Any application that possesses an OAuth2 token can make a request for an application-blessing. Such a request is made via GET request to the HTTPS Application-Blessing Service. The request must include the following parameters:

  • public_key: Base64URL DER encoded PKIX representation of the public key to be blessed.
  • token: Google OAuth2 access token
  • caveats: Base64URL VOM encoded list of caveats. This parameter is optional.
  • output_format: The encoding format for the returned blessings. The following formats are supported:
    • base64vom: Base64URL encoding of VOM-encoded blessings [Default]
    • json: JSON-encoded blessings.

For example, the request URL may be: https://dev.v.io/auth/google/bless?public_key=<publicKey>&token=<token>

The token provided must be a Google OAuth2 access token but may be bound to any OAuth2 Client ID. The Vanadium identity service may not have a pre-existing relationship with the application that the ClientID has been registered for.

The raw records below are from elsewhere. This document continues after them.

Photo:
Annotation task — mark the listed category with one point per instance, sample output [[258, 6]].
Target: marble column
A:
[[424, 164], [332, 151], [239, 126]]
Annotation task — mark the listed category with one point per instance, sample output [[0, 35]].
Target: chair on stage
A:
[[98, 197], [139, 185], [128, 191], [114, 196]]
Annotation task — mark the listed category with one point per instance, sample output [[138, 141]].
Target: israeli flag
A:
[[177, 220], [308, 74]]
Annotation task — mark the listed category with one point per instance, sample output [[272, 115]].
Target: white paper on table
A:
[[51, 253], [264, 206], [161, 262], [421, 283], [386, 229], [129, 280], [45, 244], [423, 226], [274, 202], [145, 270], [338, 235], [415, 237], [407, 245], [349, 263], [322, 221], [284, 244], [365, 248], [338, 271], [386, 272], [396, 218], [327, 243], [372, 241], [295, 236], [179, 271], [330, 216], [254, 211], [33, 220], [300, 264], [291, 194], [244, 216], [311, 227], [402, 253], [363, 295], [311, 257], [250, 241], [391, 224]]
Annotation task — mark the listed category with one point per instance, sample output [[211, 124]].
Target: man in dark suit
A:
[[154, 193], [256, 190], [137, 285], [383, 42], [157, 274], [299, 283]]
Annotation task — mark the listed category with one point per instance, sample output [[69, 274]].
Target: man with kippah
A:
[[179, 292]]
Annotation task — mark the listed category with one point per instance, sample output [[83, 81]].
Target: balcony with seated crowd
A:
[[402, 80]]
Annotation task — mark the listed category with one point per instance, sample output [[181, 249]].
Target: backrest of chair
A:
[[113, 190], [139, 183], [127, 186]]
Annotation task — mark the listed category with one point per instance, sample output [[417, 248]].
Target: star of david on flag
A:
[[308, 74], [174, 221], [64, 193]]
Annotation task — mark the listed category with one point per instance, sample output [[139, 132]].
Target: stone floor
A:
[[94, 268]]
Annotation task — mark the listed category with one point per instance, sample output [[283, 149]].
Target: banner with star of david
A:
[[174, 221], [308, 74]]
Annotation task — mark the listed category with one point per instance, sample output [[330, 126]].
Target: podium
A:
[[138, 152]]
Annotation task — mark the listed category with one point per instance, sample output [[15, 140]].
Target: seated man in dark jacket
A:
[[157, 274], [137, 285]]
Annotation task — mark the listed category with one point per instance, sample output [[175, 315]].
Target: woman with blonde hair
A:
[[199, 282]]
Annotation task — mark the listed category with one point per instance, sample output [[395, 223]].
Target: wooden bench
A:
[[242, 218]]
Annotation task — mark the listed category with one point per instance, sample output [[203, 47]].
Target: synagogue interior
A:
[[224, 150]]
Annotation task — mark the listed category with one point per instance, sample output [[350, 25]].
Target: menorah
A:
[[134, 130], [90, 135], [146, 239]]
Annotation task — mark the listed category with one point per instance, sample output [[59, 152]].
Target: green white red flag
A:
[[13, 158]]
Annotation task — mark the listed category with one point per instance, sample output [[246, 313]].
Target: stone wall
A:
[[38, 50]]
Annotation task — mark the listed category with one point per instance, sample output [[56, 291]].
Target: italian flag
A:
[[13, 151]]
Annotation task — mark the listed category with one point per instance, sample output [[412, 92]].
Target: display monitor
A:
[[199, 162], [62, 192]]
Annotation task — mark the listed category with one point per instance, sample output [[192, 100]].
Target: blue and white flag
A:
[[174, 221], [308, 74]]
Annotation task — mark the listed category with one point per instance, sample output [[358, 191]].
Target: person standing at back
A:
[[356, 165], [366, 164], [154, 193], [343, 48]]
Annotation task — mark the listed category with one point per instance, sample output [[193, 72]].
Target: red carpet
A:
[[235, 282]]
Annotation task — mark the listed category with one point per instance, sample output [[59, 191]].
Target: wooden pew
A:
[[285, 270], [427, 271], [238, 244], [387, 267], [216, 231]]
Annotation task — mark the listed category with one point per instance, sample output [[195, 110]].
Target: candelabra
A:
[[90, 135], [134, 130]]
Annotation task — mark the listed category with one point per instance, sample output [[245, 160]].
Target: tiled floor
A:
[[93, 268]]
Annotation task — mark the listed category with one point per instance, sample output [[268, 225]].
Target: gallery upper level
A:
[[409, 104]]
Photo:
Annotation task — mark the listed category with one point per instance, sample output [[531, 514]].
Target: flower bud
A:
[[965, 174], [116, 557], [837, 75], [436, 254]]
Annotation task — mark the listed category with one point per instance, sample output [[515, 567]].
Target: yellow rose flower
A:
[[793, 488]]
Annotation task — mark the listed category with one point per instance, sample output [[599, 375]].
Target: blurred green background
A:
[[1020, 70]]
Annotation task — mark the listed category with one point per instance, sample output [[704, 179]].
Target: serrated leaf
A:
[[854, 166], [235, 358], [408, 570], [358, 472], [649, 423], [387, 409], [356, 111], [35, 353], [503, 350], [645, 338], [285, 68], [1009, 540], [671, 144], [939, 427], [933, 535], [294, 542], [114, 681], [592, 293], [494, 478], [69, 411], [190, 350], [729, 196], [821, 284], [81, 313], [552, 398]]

When the service receives a request for an application-blessing, its presents the provided token to Google's tokeninfo endpoint, and among other things, obtains the email address and the ClientID that the token is bound to. (In particular, the ClientID is obtained from the aud field of the tokeninfo struct.) The service then generates an application-blessing for the provided public key. By default, the application identifier is set to the ClientID obtained from the access token. In some cases, the application corresponding to the ClientID may have registered a specific name with the Vanadium identity service, in which case, that name is used as the application identifier. The generated blessing carries any caveats provided during the request.

Supported caveats

The caveat addition form presented to the user in step 4 supports a few types of caveats:

Revocation

The revocation caveat that is (at the user's request) added to the blessing is a third-party caveat with a unique 16-byte ID and the object name of the discharging service. Each time a revocation caveat is created, the blessing service stores the corresponding ID and the revocation status in a SQL database.

The discharge service run by identityd extracts the ID from the caveat and looks it up in the database. If the database suggests that blessing should be revoked, it refuses to issue a discharge.

This is implemented in services/identity/internal/revocation.